Issues discussed included representation of agents and the need for more diversity on the Abta board; the association’s openness and transparency in terms of communication with members; and making its events more accessible to agents, said Target’s Brett.

He said: “There was a commitment by Abta to review the way it works and make sure it represents members better in the future. They said they would look at everything we put forward.”

The Abta board includes two agency representatives: Britaly Travel owner Daniele Broccoli, representing firms with turnover of less than £20 million a year, and Flight Centre chief financial officer Adam Murray, representing firms with turnover of more than £20 million. Out of 13 board members, only three are female and of those only one works in the travel industry.

Brett said: “In an industry where nearly 80% of employees are female that needs to be addressed as a matter of urgency.
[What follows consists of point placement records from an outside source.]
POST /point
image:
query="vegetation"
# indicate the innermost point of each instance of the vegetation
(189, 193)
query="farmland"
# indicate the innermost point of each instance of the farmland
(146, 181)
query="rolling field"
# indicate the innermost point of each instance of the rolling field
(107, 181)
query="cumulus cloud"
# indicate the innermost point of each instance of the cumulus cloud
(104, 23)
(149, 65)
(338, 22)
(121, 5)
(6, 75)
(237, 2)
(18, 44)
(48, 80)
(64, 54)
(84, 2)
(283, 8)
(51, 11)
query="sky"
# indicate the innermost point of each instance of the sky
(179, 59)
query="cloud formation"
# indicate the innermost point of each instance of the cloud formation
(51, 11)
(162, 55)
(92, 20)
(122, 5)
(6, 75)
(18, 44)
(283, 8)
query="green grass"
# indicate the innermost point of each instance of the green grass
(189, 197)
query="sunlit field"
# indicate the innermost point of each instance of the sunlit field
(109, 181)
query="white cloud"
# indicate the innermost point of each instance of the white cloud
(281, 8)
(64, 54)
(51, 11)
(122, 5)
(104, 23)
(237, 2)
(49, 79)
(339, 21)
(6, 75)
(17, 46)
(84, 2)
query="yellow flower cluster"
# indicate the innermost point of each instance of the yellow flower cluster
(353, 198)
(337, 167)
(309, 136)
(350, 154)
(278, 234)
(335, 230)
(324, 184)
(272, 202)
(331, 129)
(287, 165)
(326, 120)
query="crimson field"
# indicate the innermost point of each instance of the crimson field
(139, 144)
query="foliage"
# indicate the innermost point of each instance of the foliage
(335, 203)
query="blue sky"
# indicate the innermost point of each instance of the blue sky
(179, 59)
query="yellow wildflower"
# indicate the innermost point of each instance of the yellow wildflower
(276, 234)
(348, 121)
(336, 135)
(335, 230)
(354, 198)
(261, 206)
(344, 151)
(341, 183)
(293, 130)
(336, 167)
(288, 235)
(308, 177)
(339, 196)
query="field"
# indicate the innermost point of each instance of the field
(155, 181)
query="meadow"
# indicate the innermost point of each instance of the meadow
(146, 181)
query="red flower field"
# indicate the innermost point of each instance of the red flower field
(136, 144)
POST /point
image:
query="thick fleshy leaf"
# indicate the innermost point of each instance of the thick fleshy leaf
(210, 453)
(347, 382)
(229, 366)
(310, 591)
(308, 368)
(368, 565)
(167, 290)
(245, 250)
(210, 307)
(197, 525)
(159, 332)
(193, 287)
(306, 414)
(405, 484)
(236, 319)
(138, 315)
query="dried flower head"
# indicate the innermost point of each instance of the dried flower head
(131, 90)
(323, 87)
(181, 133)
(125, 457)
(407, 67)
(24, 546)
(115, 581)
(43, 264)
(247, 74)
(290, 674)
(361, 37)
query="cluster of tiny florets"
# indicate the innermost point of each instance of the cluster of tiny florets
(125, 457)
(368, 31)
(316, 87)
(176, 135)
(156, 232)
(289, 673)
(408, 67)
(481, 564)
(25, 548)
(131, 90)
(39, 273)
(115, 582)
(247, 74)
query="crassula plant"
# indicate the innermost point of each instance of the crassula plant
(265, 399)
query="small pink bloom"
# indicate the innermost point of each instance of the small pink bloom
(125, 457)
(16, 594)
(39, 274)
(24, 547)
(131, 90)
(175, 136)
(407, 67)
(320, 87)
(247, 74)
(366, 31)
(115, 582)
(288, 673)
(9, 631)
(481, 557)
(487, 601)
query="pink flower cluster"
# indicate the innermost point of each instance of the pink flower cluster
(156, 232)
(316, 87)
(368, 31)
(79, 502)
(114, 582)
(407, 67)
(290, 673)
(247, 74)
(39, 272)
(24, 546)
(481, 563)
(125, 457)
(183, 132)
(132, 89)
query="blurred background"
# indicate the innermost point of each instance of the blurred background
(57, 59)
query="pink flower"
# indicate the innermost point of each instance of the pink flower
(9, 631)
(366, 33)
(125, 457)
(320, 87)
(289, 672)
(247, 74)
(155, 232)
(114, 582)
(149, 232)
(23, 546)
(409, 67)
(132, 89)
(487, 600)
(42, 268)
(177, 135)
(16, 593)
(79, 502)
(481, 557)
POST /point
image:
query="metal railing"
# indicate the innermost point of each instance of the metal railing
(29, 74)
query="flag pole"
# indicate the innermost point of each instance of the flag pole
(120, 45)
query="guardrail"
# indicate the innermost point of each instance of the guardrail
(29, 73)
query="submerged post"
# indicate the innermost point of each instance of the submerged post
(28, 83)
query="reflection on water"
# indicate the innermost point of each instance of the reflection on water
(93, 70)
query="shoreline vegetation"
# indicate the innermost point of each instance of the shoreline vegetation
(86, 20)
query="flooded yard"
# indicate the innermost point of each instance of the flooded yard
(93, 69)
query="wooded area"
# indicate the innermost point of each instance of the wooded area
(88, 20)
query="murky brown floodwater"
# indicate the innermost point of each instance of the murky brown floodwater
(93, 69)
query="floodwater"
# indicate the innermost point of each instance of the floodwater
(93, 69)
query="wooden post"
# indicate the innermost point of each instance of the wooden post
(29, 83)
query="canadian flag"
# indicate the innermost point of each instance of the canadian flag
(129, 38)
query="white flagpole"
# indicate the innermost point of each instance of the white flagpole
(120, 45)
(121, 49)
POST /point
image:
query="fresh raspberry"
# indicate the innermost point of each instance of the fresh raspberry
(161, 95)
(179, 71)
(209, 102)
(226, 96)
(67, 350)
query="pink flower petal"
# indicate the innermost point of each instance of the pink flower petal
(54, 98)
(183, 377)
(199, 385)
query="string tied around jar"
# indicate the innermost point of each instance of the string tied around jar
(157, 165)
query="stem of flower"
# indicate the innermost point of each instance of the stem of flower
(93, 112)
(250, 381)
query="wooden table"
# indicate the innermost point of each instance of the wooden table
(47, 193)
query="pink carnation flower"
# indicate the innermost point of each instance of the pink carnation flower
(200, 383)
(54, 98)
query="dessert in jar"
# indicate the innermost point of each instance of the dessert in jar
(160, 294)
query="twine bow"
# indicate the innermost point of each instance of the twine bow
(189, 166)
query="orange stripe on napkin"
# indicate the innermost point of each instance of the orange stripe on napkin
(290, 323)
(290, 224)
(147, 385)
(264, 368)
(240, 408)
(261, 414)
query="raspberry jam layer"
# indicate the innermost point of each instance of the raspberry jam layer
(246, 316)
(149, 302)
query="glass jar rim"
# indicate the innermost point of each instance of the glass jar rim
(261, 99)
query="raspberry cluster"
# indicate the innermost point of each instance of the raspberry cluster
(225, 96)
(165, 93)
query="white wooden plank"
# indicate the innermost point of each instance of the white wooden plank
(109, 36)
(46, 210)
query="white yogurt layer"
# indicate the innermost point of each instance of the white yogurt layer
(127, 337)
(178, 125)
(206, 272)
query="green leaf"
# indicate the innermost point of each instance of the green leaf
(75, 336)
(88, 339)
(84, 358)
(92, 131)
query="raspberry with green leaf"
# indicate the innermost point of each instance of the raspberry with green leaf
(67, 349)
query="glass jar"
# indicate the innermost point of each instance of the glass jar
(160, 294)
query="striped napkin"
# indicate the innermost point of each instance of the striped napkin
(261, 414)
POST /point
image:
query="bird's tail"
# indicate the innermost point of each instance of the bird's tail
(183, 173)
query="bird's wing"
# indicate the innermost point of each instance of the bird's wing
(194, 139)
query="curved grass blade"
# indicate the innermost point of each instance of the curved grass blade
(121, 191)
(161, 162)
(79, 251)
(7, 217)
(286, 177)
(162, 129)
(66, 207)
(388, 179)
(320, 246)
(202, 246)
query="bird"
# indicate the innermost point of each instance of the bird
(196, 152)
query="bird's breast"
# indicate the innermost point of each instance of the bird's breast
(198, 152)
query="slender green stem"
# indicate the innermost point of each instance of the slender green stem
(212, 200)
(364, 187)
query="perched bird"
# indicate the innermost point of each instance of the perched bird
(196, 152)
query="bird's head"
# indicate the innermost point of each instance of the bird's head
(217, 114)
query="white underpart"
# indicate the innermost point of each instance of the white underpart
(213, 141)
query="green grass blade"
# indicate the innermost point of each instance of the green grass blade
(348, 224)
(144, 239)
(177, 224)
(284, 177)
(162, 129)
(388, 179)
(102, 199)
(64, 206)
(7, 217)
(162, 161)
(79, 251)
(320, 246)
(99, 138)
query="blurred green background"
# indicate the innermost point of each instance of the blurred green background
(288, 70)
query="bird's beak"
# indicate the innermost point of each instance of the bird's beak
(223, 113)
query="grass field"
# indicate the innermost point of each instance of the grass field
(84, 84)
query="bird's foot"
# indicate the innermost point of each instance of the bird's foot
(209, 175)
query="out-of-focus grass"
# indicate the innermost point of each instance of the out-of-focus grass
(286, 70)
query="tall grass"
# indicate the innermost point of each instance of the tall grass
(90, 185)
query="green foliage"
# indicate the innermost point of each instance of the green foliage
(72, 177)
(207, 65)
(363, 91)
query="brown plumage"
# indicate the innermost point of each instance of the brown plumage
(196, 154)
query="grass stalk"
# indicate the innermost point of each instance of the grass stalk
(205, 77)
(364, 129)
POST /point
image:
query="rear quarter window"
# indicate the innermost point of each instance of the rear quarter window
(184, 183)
“We would like to see more agents on the board; ideally we’d like it to be half agents and half operators and make sure there is a balance of gender and diversity.

“Members don’t see names on the board that they recognise as members so it doesn’t fill them with confidence that Abta is representing their needs.”

Brett said the group had also urged Abta to be more transparent with members, for example about the conversations it was having at government level, which meant agents were often not aware of the “good work” Abta was doing on their behalf.

He was also hopeful the associaton would make its events more accessible to grassroots agents, who often find them expensive to attend.

The very fact the meeting had taken place showed Abta was keen to take the group’s proposals on board, he said. The date of a second meeting has yet to be organised.

Waite said the meeting provided a “huge opportunity” to influence the way Abta operates in future. She said: “It was very helpful to have a face-to-face meeting and explain the reasoning for our proposals. Abta has agreed to look into all of the proposals we put forward and respond in the New Year. We are hoping for a follow up meeting to cover the outstanding issues we raised.”

An Abta spokesperson said: “This meeting was a part of our ongoing engagement with members of all types and included a number of independent agents, some of whom are members of Target, and members of Abta’s Council of Regions who represent our agent members across the regions.

“The meeting was a chance for Abta to listen to the views of agents and for agents to hear from senior staff at Abta about the work we are doing to support agent members.”